GEPA (Genetic-Pareto) is an evolutionary optimization framework that evolves text parameters using LLM-based reflection and Pareto-efficient search. Unlike traditional optimizers that only know that a candidate failed, GEPA uses LLMs to understand why it failed and proposes targeted improvements.

Core Architecture

GEPA’s architecture consists of several key components working together:

The Optimization Loop

GEPA’s optimization follows a five-step iterative process:

1. Select

Select a candidate from the Pareto frontier — the set of candidates where each excels on different subsets of the validation set. 
# From state.py and candidate_selector.py
curr_prog_id = candidate_selector.select_candidate_idx(state)
curr_prog = state.program_candidates[curr_prog_id]
Why Pareto? Instead of maintaining only the single best candidate (which might average across different task types), GEPA keeps all candidates that are best at something. This enables:
  • Preservation of specialized improvements
  • Cross-pollination between candidates via merge
  • Diverse exploration without premature convergence

2. Execute

Evaluate the selected candidate on a small minibatch of training examples (typically 1-3), capturing full execution traces: 
# From reflective_mutation.py
subsample_ids = batch_sampler.next_minibatch_ids(trainset, state)
minibatch = trainset.fetch(subsample_ids)

# Evaluate with trace capture
eval_result = adapter.evaluate(minibatch, curr_prog, capture_traces=True)
The adapter captures:
  • Outputs and scores for each example
  • Trajectories: Execution traces showing intermediate steps
  • Error messages, reasoning logs, profiling data
The minibatch approach is key to efficiency: instead of showing hundreds of examples at once, GEPA focuses the LLM on 1-3 examples for targeted improvements. Over iterations, all examples get attention.

3. Reflect

The adapter builds a reflective dataset from the captured traces, then an LLM analyzes failures and identifies root causes: 
# From adapter.py
reflective_dataset = adapter.make_reflective_dataset(
    candidate=curr_prog,
    eval_batch=eval_result,
    components_to_update=selected_components
)

# Typical reflective dataset structure:
{
    "system_prompt": [
        {
            "Inputs": {"question": "What is 2+2?"},
            "Generated Outputs": "The answer is 5",
            "Feedback": "Incorrect arithmetic.

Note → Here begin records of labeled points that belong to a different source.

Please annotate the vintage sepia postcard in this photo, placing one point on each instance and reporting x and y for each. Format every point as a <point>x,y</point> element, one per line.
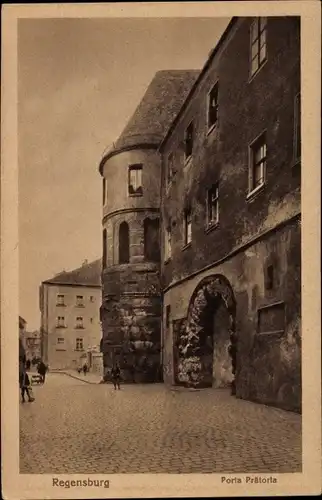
<point>160,271</point>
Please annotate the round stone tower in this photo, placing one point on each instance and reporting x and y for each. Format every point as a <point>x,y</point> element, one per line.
<point>131,171</point>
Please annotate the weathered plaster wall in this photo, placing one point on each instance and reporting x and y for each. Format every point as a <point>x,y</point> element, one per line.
<point>115,171</point>
<point>268,365</point>
<point>246,109</point>
<point>64,355</point>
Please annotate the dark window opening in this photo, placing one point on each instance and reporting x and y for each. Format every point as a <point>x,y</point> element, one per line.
<point>167,316</point>
<point>270,277</point>
<point>104,191</point>
<point>258,163</point>
<point>124,243</point>
<point>213,106</point>
<point>213,205</point>
<point>135,180</point>
<point>258,43</point>
<point>188,141</point>
<point>170,168</point>
<point>187,227</point>
<point>271,319</point>
<point>151,240</point>
<point>104,248</point>
<point>297,128</point>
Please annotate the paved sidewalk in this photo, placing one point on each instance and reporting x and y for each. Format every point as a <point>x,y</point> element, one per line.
<point>78,428</point>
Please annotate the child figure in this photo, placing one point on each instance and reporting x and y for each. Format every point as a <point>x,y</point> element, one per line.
<point>24,383</point>
<point>116,376</point>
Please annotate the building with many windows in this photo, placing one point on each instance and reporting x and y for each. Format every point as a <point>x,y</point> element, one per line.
<point>229,170</point>
<point>70,323</point>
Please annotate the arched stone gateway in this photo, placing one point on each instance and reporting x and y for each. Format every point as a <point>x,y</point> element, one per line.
<point>207,345</point>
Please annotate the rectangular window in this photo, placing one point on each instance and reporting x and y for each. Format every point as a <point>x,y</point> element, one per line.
<point>104,191</point>
<point>135,180</point>
<point>168,238</point>
<point>213,106</point>
<point>258,156</point>
<point>187,227</point>
<point>60,322</point>
<point>271,319</point>
<point>297,128</point>
<point>258,43</point>
<point>79,300</point>
<point>167,316</point>
<point>269,281</point>
<point>188,141</point>
<point>60,300</point>
<point>170,168</point>
<point>79,344</point>
<point>79,322</point>
<point>213,205</point>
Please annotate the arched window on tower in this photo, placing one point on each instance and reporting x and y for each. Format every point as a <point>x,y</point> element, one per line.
<point>151,240</point>
<point>124,243</point>
<point>104,248</point>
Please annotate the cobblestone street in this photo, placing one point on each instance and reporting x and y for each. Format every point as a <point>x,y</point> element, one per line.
<point>76,427</point>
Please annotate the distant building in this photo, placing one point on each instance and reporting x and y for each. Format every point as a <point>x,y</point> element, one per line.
<point>32,342</point>
<point>70,323</point>
<point>22,351</point>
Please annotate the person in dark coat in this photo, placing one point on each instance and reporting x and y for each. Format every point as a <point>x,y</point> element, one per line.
<point>42,369</point>
<point>24,384</point>
<point>116,376</point>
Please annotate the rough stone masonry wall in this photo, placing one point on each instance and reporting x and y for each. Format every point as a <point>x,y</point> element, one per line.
<point>131,320</point>
<point>268,364</point>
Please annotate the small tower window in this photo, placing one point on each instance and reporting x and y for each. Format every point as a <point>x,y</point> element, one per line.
<point>104,248</point>
<point>135,180</point>
<point>124,243</point>
<point>151,240</point>
<point>213,106</point>
<point>270,277</point>
<point>188,141</point>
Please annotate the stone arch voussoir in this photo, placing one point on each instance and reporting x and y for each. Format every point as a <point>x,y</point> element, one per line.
<point>207,291</point>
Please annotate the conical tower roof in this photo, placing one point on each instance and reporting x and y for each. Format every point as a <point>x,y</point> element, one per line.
<point>157,110</point>
<point>158,107</point>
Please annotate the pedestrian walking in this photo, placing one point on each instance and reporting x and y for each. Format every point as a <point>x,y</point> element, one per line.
<point>116,376</point>
<point>42,369</point>
<point>25,386</point>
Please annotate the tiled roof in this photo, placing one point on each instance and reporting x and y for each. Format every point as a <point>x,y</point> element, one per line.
<point>87,274</point>
<point>158,107</point>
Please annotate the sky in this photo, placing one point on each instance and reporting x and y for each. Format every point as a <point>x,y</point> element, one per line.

Expected: 4"
        },
        # ... more examples
    ]
}
This dataset is fed to a reflection LM (typically GPT-5 or Claude Opus) that:
  • Diagnoses why failures occurred
  • Identifies patterns across multiple examples
  • Understands domain constraints and requirements

4. Mutate

The reflection LM proposes an improved candidate, informed by:
  • Current component text being optimized
  • Reflective dataset with failure analysis
  • Accumulated lessons from ancestor candidates in the lineage
  • Objective and background (optional domain guidance)
# From instruction_proposal.py and reflective_mutation.py
new_texts = propose_new_texts(
    candidate=curr_prog,
    reflective_dataset=reflective_dataset,
    components_to_update=components_to_update
)

new_candidate = {**curr_prog, **new_texts}
The proposer uses a carefully designed prompt template that includes:
  • The current parameter value
  • Evaluation feedback structured as side information
  • Instructions to analyze failures and propose improvements

5. Accept

Test the new candidate on the same minibatch: 
# From engine.py
eval_new = adapter.evaluate(minibatch, new_candidate, capture_traces=False)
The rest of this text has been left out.